Even if we fix T192708: Let the prefill run until the end when going through all articles, a complete run will always need some time (probably several days). It would be nice to be able to generate suggestions for a list of items, for instance titles or DOIs which we know have been worked on recently.
The are two steps:
- provide a list of page titles, which can simply be passed to get_proposed_edits();
- provide a search criterion or filter, from which to generate a list of titles, for instance from a list of DOIs or a category or whatever appears in the articles of interest (hopefully we can just use the search API so that one can use all the CirrusSearch capabilities; but we could also query links in the database or filter the results from the list of template usages).
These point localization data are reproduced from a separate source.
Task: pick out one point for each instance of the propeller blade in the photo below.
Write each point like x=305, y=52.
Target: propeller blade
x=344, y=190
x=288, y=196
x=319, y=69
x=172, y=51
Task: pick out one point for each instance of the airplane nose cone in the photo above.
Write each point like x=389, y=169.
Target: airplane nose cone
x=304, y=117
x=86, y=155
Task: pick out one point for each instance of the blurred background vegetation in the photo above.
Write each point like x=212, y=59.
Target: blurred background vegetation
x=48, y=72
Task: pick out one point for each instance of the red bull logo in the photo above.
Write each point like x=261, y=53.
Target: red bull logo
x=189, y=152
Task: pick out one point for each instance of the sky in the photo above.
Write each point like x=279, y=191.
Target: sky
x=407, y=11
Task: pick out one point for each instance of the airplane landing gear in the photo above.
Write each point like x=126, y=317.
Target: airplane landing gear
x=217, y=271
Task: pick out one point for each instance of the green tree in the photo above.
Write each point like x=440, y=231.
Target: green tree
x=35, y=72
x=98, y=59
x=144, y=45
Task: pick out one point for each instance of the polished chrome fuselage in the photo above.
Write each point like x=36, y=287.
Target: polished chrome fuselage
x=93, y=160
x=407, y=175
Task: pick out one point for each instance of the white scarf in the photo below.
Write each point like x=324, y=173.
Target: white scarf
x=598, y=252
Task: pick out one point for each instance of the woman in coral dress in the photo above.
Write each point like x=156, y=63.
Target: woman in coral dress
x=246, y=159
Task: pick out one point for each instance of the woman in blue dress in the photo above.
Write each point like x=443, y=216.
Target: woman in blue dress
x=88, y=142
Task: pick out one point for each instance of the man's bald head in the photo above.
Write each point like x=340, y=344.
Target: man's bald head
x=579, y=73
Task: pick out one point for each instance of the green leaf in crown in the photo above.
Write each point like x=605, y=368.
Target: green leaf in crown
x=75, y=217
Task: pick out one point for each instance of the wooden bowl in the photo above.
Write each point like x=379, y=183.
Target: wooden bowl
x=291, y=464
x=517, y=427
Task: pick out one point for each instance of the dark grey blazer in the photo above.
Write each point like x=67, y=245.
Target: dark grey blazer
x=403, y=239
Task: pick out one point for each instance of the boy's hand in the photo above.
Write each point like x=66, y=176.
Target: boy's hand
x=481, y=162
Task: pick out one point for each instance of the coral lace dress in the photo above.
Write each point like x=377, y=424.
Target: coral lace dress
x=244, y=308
For now I'm doing the first of the two: I've just created a quick and dirty bash command (which is not even able to handle quotes and parentheses in titles; I'd rather avoid escaping them with pattern matching):
cd ~/www/python/src echo $1 ~/www/python/venv/bin/python -c 'from app import get_proposed_edits, app; get_proposed_edits("'$1'", True)'
This can be passed to jsub with as little as 150 MB of memory and at least 0.5 seconds wait. For 210k titles from https://zenodo.org/record/997222/files/enwiki-20170720-pages-articles-citations.tsv.xz , that will still take one week.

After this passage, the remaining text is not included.